I.A.D. has never been anyone's favorite bunch of cops, but insisting on Fraser's arrest has earned them a couple new enemies. They are cruising for a gang lynching; Welsh, Guardino, Huey, Vecchio, half the rest of the station, they're all looking for ways out of this thing for the 27th District's Mountie mascot. It's so incredibly stupid. As if anyone in their right *mind* could think for a second that Fraser would shoot some con in cold blood, much less Diefenbaker. Never. I.A.D. is desperate if they really believe any of this....
Except the evidence is so convincing, if you don't know him. And all of it compiled by someone Fraser trusted; someone who you were envying a couple of days ago.
+ You can't make your heart feel + + Something it won't +
Staring at her picture, just trying to comprehend how someone could be so evil. The picture of a dead woman, says the computer, and computers don't lie, do they? Not unless you get them to believe a lie for you, like Victoria Metcalf did.
Victoria. Pretty name. Pretty girl, even in an unflattering
mugshot. The evil doesn't show, although there's a serial number under the face, and a rapsheet attached to the photo.
You knew the day after she showed up what had happened; because Vecchio was laughing his head off, telling Louis that Fraser had a girl at his place, somebody special. Someone who'd made him call in sick, Mr. Honest and Dependable. You pretended not to hear, that first time, but then the other staff started asking you, like you oughta know every little thing about Fraser: was it true? I don't know, you lied. Maybe. Who is she? Is it serious? What's she like?
You sat there, internally miserable, outwardly calm; acting just a little irked, that's acceptable, that's understandable, everyone bothering you for details you don't have about something you don't care about. But not worried. She'll leave, you told yourself. One day does not make a relationship. He's never even mentioned her before, how can it be important, how can he be in love and you never have seen it....
No, worried was for when it looked like she shot someone, and you watched Welsh's office, watched Fraser and Vecchio and the State's Attorney talking about pleas, and coming in for questioning, and there were shadows under his eyes that hadn't been there before. Lines on his forehead, tightness around the mouth, and you wanted to help, wanted to offer support, but that wouldn't have been a good idea. You aren't supposed to know half of what you do, and Fraser wouldn't have wanted to field your sympathy, not then, not when there was trouble. You are a friend but you're not close, not like Vecchio and he are. Fraser likes you, respects you, but this is personal and he'd clam up, draw himself inward away from contact... and it hurts, to know that. That Vecchio can help, can offer friendship and understanding, and you can't. It stings like nothing you can remember in recent memory.

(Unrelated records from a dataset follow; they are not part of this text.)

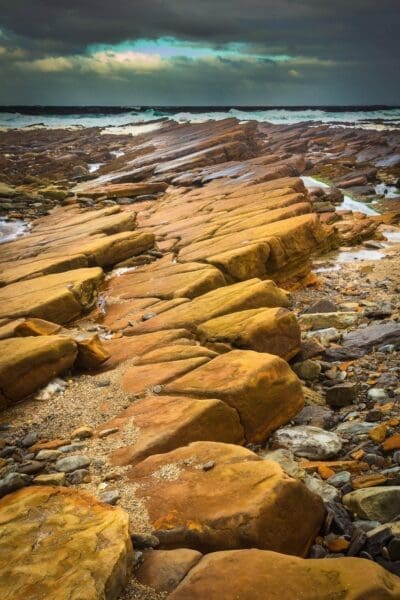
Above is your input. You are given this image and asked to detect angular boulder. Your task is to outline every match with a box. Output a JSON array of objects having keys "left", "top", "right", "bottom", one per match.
[
  {"left": 163, "top": 350, "right": 304, "bottom": 443},
  {"left": 198, "top": 308, "right": 301, "bottom": 360},
  {"left": 169, "top": 549, "right": 400, "bottom": 600},
  {"left": 128, "top": 442, "right": 325, "bottom": 555},
  {"left": 0, "top": 335, "right": 77, "bottom": 404},
  {"left": 0, "top": 486, "right": 132, "bottom": 600},
  {"left": 104, "top": 396, "right": 244, "bottom": 465}
]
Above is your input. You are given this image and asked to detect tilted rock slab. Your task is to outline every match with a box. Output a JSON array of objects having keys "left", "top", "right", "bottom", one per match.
[
  {"left": 162, "top": 350, "right": 304, "bottom": 443},
  {"left": 198, "top": 308, "right": 301, "bottom": 360},
  {"left": 0, "top": 267, "right": 104, "bottom": 324},
  {"left": 103, "top": 396, "right": 244, "bottom": 465},
  {"left": 0, "top": 486, "right": 132, "bottom": 600},
  {"left": 128, "top": 442, "right": 324, "bottom": 552},
  {"left": 0, "top": 335, "right": 78, "bottom": 406},
  {"left": 168, "top": 550, "right": 400, "bottom": 600}
]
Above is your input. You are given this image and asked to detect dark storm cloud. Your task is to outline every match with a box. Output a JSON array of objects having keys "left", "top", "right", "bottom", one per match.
[{"left": 0, "top": 0, "right": 400, "bottom": 104}]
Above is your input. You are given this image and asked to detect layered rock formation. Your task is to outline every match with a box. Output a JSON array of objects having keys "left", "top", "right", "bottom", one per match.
[{"left": 0, "top": 119, "right": 398, "bottom": 600}]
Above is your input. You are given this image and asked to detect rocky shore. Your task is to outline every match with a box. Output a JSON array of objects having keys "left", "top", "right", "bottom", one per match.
[{"left": 0, "top": 119, "right": 400, "bottom": 600}]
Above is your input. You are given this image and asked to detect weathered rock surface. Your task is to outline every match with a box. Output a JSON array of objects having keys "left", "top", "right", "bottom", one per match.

That, and the fact that he was doing all this, worrying, planning, talking with the authorities, all on the behalf of the woman he loves. Who isn't you.
+ Here in the darkness + + Of these final hours +
Then things got so much worse so fast it was unreal. Victoria disappeared. Evidence piled up, witnesses implicated Fraser, the noose tightened around him and Vecchio both---and all of it, it looked like, engineered by her: Victoria. Someone Fraser loved. Someone he was probably making love to, not less than two nights ago. You don't want to guess how much that has to hurt him, being betrayed like that. It makes you physically sick. Angry.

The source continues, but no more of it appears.